Le territoire historique de la Rus incluait des territoires relevant actuellement de l'Ukraine, de la Biélorussie, de la Russie, et pour des superficies limitées, de la Slovaquie et de la Pologne.

Faute de définition officielle, le terme « Ruthénie » peut avoir différentes significations selon le contexte et l'époque de son emploi.
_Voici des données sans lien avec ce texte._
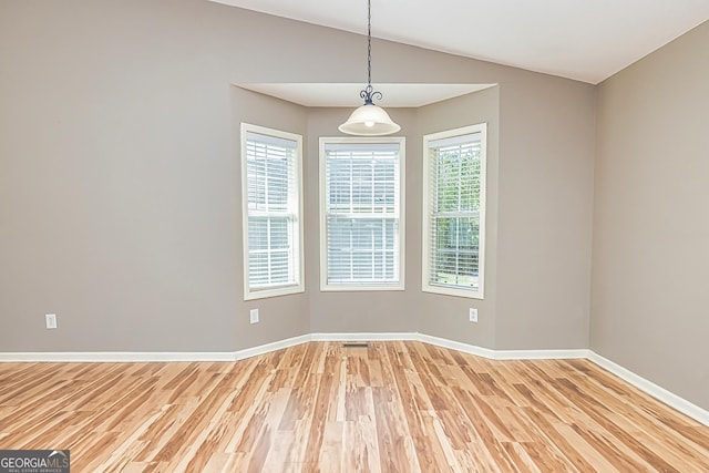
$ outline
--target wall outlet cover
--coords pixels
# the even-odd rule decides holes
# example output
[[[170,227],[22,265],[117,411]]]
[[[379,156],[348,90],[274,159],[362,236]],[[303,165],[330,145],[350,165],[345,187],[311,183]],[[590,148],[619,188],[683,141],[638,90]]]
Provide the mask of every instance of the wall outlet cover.
[[[44,321],[47,322],[47,328],[48,329],[55,329],[56,328],[56,313],[45,313],[44,315]]]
À l'époque moderne, la « Ruthénie » correspond approximativement aux territoires habités par des populations ukrainiennes de l'empire d'Autriche, puis d'Autriche-Hongrie, et revendiqués lors de l’effondrement de cet empire en 1918 par les Ruthènes de Lemko en Pologne, par les Ruthènes et Houtsoules de Hongrie et de Bucovine, et par les habitants de la Galicie orientale, avant de l’être par l'URSS au moment de la conclusion du pacte Hitler-Staline en 1939. Fin 1945, la plupart de ces territoires ont été intégrés à l’Ukraine soviétique, à l’exception des plus occidentaux (Lemko en Pologne et Slovaquie du nord-est) qui sont restés polonais et tchécoslovaques.

Dans un sens étroit, il est utilisé pour désigner l'extrémité orientale de la Tchécoslovaquie d'avant 1939, appelée Ruthénie subcarpathique, de population ukrainienne, annexée par la Hongrie en mars 1939 puis par l'URSS en 1945, actuellement l'oblast de Transcarpatie en Ukraine. Cette région aussi appelée Russie subcarpatique ou Ukraine transcarpatique, parfois Russynie. Des États éphémères, nommés République houtsoule et République carpato-ukrainienne, furent proclamés dans cette région en 1919 et 1939.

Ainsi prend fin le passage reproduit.